Second, although we provide a comprehensive overview of published studies on stakeholders’ perceptions and views on biobank-based genomic research, these studies are prone to sampling biases and might not represent the attitude of the respective countries’ population. It is, for example, known that the older population is generally underrepresented in clinical studies. Third, we excluded studies describing attitudes towards the participation of minors in biobank-based genomic research, as this research raises special ethical concerns. And last, the significance of empirical data about participants’ preferences needs to be evaluated against other valuable arguments – normative, practical and financial ones. We therefore started discussing these arguments in the Discussion section. However, it is our opinion that practice patterns should not be transformed immediately based simply on empirical studies on patients’ and publics’ preferences. Still, these preferences are valuable and important information that should inform the ethical debate and, eventually, our policies and governance structures.

Conclusion

To inform further policy work for biobank-based genomic research, we systematically analyzed the existing empirical literature describing different stakeholders’ perspectives on the ethically contested questions in the following fields: type of consent, data sharing and privacy protection and managing the return of incidental findings. We found that patients and the public differed considerably in their preferences regarding type of consent and return of results: Patients were more open to one-time general consent than the public, and only a small proportion of patients wanted to be recontacted if the research aim changed. With regard to the return of incidental findings, patients were interested in receiving as much information as possible, whereas the public was more focused on actionable results and more concerned about the potential psychological harm caused by uncertain or untreatable conditions. Professionals shared these concerns. In contrast, while professionals were more concerned about a potential risk of reidentification of participants in genomic research, patients seemed to weigh the need for research higher than their personal privacy.

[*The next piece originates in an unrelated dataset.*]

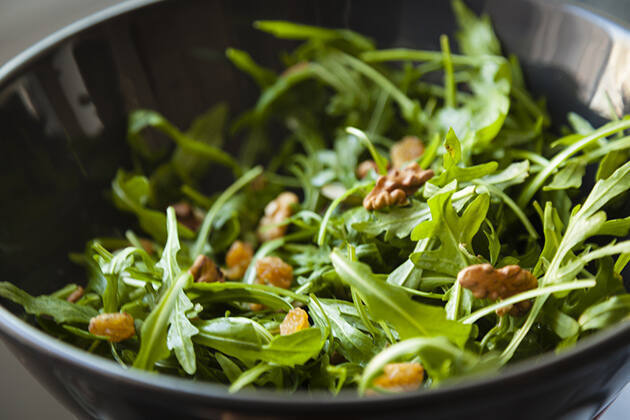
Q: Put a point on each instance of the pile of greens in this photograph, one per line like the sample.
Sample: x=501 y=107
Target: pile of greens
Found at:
x=379 y=286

We identified the following policy implications from our research: presenting a broad consent model would prevent only a small proportion of patients to donate their sample to biobank-based genomic research. If centers want to convince all potential donors (patients and public) to participate, they might want to consider ways to annotate the sample with the research area the donor gave his or her consent for and use the sample accordingly. This might be more cost efficient and less time consuming than reconsenting patients with specific consent. To better inform the return of incidental finding process, a concept of tiered consent that explains different categories of results seems to be most appropriate to patients’ and publics’ preferences. Such categories could include treatable, untreatable and inheritable conditions with information about their penetrance. For professionals, concrete guidelines that help interpret the clinical relevance should be warranted, as well as institutional procedures on how the return of incidental findings should be managed and whose expertise should be involved.